А я подумал, что он говорил удивительные вещи фрейлинам, прачкам, горничным, бельёвщицам — даже кухаркам. И уж что другое, а любить он был способен так, что только мебель трещала. И что её благородный Людвиг с доброй улыбкой наблюдал, как Нэд стоит и плачет куда горше, чем Розамунда, а на его шею накидывают петлю.

Носить корону легче и приятнее, чем править. Поэтому мой отец и выбрал первое, а не второе. Работа правителя тяжела, грязна и неблагодарна. Спокойных дней нет. Честных вассалов нет. Порядка нет и никогда не будет.

Способности к некромантии, говорят, похожи на музыкальный слух. Пожалуй.
Некоторые неистово хотят быть певцами и музыкантами, зовут учителей, платят им по золотому в час, тратят уйму времени и море сил, чтобы выжать из лютни или флейты хоть сколько-нибудь гармоничный звук — и без толку. Терзание чужих ушей. А их лакей напевает, перетирая тарелки, и прохожие за окном останавливаются послушать.
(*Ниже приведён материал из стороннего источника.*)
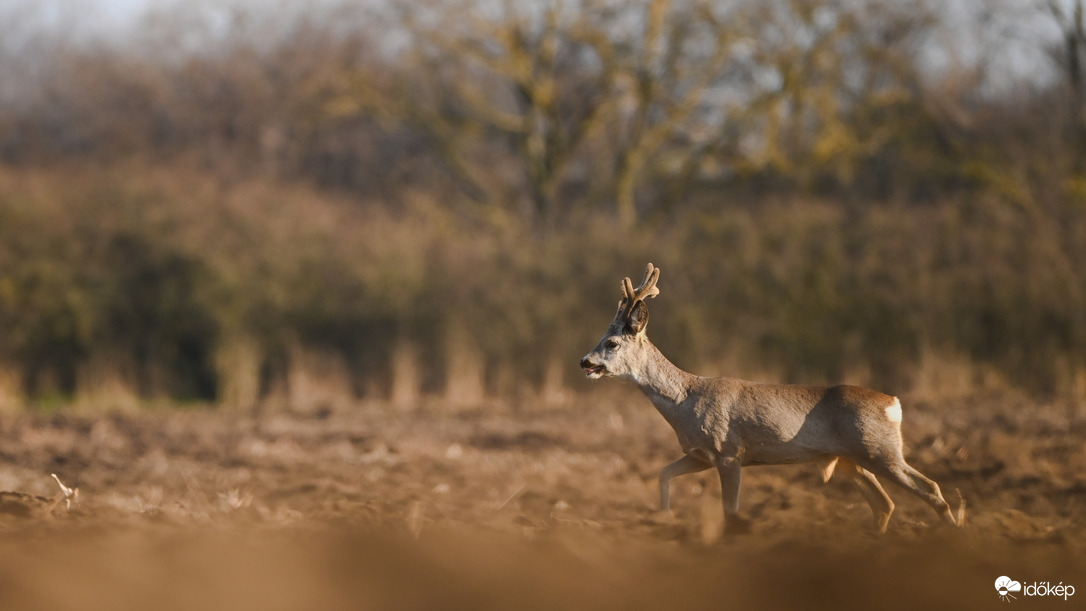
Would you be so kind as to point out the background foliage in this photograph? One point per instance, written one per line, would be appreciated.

Дар свыше.

Она подняла голову, встретила мой взгляд… И лицо у неё было напряжённое, упрямое и какое-то ядовитое — совсем не эльфийское, девчоночье, вздорное. И на нём — не вызов, как у парня, а желание ранить и не получить рану в ответ.
Они ведь не признают никаких законов поединка. Бьют в больное место и прикрываются чем-нибудь непреодолимым — вроде слёз или обвинений. Я об этом совсем забыл.

Я иллюзий не питаю. Я рос маленьким безобразным гаденышем. Злым, а пуще злопамятным, подлым. Но — умным. Я читал и наблюдал, читал и наблюдал. И все, что прочитывал или видел, принимал к сведению.

Закат почти всегда, во всех мирах, багров, кровав, залит расплавленным золотом, пурпурен — что-то такое в нём патетическое, драматическое, тревожное… этакие пышные похороны дня по всем классическим канонам. А вот новый день рождается негромко и неярко. Чуть заметная позолота, еле ощутимая розоватость — в море утренней белизны, нежно и светло, внушает радость и надежду, просто прогоняет тьму и всё, без всякого пафоса, нажима и напряжения. И — редко наблюдаемое таинство: на закате мы бодрствуем, совы, так сказать, а на рассвете мы спим. Наверное, поэтому оптимистов на белом свете меньше, чем пессимистов…

Не годится требовать от детей — даже от взрослых с детской душою — чтобы они, подобно взрослым, проникали умом в побуждения и чувства других. Надобно судить их поступки по намерениям.